Review: Avengers #16

Published on August 23rd, 2011

So as for Fear Itself, well , some people are digging it, and some people aren’t. Personally, I don’t love it, but I certainly don’t hate it. I will say that for the most part, I have been enjoying Brian Michael Bendis’ take on things in his Avengers tie-in books. Did you read The New Avengers a week or so ago? Come on! He made Squirrel Girl pretty bad-ass. Anyway, this last week we got Avengers #16 from Bendis with John Romita Jr. handling the art duties.

avengers16Once again, this tie-in to Fear Itself shows different Avengers being interviewed and looking back on the events of this crazy event, but this issue also focuses on Steve Rogers trying to avenge the loss of his best pal, Bucky Barnes, who was killed in the line of duty by Sin. When Steve gets a tip of where Sin is hiding, he gets Sharon Carter, Maria Hill, and Victoria Hand to join him on a covert operation to take out the daughter of the Red Skull and avenge the loss of his friend. Unfortunately, things don’t go according to plan for Commander Rogers.
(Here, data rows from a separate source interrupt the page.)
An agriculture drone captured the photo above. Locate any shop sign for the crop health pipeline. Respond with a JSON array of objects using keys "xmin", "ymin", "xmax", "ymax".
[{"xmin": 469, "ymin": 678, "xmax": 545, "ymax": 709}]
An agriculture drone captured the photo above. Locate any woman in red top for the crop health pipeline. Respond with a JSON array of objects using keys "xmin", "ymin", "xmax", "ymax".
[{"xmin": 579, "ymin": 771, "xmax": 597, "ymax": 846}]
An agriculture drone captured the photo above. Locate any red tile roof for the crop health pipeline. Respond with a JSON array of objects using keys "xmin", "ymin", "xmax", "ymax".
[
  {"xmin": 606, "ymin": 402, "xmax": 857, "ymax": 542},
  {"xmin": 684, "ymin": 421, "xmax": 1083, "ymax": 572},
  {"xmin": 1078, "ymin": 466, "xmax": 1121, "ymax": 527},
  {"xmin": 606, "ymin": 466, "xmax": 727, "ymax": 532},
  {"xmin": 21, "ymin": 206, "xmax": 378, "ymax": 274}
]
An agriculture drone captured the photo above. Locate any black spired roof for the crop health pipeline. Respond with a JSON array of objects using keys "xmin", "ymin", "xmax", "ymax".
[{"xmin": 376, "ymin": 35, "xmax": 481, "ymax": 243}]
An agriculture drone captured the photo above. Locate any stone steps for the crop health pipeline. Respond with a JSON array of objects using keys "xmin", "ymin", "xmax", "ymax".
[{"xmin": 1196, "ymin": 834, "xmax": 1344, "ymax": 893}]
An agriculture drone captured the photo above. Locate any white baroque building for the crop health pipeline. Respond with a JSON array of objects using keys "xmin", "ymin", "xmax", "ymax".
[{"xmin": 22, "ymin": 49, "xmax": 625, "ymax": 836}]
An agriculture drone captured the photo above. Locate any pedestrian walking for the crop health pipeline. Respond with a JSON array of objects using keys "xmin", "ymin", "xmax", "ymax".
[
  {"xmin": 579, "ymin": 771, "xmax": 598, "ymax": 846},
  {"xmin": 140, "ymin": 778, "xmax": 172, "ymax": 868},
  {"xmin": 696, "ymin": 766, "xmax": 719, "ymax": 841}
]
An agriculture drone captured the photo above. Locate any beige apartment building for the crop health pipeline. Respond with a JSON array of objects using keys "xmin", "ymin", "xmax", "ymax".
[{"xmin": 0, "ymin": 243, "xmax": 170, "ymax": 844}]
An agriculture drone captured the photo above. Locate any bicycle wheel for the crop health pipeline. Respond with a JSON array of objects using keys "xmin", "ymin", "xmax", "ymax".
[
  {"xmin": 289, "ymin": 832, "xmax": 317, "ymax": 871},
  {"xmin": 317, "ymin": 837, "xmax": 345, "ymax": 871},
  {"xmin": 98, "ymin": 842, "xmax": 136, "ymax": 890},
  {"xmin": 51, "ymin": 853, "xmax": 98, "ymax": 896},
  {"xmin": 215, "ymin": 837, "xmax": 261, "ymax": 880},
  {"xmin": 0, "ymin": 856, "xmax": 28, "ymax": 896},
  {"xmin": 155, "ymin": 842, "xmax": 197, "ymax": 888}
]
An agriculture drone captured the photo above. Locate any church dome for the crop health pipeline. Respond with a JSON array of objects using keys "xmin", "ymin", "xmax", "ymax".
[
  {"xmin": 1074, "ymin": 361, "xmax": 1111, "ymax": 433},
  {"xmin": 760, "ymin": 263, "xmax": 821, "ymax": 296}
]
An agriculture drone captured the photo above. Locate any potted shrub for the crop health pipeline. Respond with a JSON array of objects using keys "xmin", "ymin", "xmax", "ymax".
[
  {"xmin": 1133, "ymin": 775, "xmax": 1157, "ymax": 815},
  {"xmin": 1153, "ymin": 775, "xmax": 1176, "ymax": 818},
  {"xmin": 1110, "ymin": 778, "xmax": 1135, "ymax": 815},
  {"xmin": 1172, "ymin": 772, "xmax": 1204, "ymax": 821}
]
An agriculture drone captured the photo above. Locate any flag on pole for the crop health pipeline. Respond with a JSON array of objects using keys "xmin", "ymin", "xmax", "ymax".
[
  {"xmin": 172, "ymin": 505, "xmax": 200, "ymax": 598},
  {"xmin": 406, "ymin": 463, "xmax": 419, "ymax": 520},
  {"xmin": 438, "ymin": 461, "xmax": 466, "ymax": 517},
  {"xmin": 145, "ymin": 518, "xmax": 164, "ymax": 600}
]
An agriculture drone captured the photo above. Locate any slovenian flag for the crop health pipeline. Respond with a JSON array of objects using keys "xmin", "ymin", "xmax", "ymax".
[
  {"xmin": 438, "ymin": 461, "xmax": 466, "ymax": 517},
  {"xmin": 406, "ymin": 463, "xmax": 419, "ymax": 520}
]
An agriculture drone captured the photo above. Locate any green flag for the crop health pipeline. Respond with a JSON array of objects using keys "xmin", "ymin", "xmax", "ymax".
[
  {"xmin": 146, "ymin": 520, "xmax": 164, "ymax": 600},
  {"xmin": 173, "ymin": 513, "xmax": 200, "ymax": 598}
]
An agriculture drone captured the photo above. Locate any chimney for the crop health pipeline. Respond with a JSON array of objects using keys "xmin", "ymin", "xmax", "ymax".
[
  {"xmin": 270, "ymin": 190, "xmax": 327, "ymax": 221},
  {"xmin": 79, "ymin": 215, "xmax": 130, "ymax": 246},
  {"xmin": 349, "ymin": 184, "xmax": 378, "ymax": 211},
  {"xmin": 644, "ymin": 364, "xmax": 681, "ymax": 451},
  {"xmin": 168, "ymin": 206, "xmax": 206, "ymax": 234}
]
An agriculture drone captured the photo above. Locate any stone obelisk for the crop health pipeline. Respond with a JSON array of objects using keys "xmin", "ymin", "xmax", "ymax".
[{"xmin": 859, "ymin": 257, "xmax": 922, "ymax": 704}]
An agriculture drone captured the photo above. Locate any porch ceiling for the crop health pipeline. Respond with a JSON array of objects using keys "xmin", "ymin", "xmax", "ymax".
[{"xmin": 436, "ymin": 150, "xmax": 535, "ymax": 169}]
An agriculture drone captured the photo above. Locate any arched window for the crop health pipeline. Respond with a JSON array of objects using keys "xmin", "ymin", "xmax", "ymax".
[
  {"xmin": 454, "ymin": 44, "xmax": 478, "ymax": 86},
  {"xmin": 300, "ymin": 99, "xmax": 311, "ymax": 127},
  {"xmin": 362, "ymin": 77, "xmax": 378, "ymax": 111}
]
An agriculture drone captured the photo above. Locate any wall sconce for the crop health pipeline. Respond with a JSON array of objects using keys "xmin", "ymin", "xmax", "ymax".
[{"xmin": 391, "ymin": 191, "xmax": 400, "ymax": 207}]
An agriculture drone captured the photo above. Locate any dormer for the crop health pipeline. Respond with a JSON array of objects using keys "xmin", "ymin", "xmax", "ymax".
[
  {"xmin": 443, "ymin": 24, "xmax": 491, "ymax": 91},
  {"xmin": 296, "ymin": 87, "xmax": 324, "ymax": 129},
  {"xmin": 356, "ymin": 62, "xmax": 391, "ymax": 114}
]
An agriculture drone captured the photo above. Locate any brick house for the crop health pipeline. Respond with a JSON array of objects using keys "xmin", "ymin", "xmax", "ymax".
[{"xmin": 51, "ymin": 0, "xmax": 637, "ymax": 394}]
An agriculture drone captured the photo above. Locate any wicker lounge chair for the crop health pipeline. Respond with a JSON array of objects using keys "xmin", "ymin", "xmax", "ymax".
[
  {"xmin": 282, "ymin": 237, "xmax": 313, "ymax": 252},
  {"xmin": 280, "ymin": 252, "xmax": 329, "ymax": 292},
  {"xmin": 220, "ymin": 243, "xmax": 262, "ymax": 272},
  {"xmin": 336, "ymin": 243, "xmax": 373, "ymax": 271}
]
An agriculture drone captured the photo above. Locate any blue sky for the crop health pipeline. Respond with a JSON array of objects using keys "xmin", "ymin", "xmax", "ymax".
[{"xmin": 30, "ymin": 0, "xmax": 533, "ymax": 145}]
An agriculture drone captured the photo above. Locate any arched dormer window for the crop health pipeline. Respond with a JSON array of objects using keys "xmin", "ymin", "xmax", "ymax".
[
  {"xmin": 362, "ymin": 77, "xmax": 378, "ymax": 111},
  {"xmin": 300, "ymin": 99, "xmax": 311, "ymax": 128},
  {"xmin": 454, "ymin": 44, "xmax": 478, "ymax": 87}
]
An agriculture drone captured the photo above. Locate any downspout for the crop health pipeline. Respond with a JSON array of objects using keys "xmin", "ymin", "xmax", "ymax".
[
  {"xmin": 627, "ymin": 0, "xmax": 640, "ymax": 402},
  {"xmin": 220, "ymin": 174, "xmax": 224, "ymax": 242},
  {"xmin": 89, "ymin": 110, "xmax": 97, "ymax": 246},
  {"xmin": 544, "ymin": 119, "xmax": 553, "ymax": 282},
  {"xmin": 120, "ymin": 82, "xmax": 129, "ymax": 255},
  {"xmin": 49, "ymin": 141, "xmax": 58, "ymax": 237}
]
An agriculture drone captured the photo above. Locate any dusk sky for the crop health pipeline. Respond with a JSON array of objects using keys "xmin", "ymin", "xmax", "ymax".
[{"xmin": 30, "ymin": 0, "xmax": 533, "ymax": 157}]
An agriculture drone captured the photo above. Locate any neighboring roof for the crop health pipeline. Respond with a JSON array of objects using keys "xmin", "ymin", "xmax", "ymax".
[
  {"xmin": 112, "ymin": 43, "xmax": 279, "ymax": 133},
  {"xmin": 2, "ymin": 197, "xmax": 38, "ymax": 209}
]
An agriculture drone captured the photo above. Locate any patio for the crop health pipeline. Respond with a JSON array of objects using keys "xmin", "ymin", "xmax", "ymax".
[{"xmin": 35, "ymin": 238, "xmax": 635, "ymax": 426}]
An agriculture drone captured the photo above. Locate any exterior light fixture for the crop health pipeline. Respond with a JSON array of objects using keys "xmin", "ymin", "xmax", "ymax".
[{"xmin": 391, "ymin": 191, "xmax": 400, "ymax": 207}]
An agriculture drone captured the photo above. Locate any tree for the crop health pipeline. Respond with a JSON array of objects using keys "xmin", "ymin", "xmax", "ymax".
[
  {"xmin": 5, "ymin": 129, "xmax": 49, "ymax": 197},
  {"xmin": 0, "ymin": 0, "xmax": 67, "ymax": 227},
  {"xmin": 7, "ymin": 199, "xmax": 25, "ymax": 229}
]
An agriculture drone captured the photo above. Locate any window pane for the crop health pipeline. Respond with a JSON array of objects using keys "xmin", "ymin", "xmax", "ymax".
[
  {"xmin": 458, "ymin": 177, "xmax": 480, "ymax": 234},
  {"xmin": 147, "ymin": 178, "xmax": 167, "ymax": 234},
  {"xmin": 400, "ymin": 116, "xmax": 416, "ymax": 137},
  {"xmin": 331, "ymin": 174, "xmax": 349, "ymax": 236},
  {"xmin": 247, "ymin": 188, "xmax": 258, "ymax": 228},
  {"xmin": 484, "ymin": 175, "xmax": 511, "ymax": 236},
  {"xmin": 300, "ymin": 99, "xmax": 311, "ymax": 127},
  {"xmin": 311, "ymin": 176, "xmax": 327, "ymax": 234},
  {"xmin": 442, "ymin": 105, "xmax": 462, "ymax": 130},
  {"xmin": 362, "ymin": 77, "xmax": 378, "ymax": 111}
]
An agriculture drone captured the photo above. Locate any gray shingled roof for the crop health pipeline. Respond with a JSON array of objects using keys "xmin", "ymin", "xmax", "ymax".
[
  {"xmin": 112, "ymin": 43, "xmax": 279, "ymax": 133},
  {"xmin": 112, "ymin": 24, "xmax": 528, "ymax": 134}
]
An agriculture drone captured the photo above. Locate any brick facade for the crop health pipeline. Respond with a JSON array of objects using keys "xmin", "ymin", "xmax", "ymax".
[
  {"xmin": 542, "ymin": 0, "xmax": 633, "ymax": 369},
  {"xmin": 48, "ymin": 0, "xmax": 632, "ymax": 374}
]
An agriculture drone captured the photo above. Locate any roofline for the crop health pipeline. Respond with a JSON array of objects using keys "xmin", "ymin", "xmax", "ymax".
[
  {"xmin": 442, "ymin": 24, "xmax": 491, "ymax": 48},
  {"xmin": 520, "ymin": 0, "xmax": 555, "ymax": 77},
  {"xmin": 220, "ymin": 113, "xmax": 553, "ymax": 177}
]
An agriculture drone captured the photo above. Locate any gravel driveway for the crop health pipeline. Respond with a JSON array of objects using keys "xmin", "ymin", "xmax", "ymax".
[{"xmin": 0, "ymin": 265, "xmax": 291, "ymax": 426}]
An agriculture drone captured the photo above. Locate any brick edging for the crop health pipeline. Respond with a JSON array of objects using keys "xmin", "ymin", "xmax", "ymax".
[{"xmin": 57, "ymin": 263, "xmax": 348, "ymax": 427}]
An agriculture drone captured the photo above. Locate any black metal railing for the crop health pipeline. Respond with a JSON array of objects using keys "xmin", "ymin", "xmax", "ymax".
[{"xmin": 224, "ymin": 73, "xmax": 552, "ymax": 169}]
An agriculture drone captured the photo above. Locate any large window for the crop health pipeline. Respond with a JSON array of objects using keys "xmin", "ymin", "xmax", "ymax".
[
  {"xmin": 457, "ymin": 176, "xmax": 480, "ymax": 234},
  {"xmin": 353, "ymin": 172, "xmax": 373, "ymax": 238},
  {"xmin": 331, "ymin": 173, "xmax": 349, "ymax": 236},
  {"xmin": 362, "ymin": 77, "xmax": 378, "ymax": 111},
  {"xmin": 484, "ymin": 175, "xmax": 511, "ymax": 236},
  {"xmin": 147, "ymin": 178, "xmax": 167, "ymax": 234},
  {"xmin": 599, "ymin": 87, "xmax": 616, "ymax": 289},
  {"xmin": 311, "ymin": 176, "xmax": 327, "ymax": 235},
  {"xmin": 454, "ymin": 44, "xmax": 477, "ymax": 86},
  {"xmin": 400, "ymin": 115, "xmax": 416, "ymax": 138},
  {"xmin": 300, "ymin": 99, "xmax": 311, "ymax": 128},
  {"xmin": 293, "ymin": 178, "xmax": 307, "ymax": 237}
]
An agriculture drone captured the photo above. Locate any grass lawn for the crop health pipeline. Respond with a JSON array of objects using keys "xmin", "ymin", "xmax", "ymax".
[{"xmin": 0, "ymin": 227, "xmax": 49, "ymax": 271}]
For the most part, I liked this story. I think it’s important to show how much it really hurt Steve to lose the friend that he feels he’s let down time and time again. What I think really dragged this book down though, was the humor that Bendis put into this. Now, it’s not like we saw Captain America slip on a banana peel and fall into a giant pie; it’s mostly Bendis realizing the situation he’s created and making light of it- and of course I’m talking about Captain America’s Angels. It makes sense that Steve wouldn’t be pulling Thor or Iron Man from the battle field, because if he does, then Sin would know that the Avengers are coming after her. Sharon Carter is Steve’s go-to secret agent, so I get why she’s going. My problem is taking Maria Hill and Victoria Hand on this mission. Is there really nobody else he could have taken? You would think that having Hill stay behind to run all of the world’s defenses in Rogers’ absence might make sense. And I am really losing patience for Victoria Hand; it was like she went just to complete the Charlie’s Angels joke and so she could be made fun of as being an accountant. I feel it just would have made more sense to bring in Black Widow or another character instead.

What I did enjoy was seeing Steve Rogers get back to kicking some ass. We’re told that Master Man is even stronger than Steve, but with Steve having the fate of the entire world on his shoulders and dealing with his own loss, he’s focused and angry enough to take this guy out with ease. This is the kind of Captain America story that reminds us why Steve Rogers is who he is, and why he’s so integral to the Marvel Universe. This issue is what bridges the gap from Steve not wanting to be Captain America again to him realizing why he needs to be that symbol.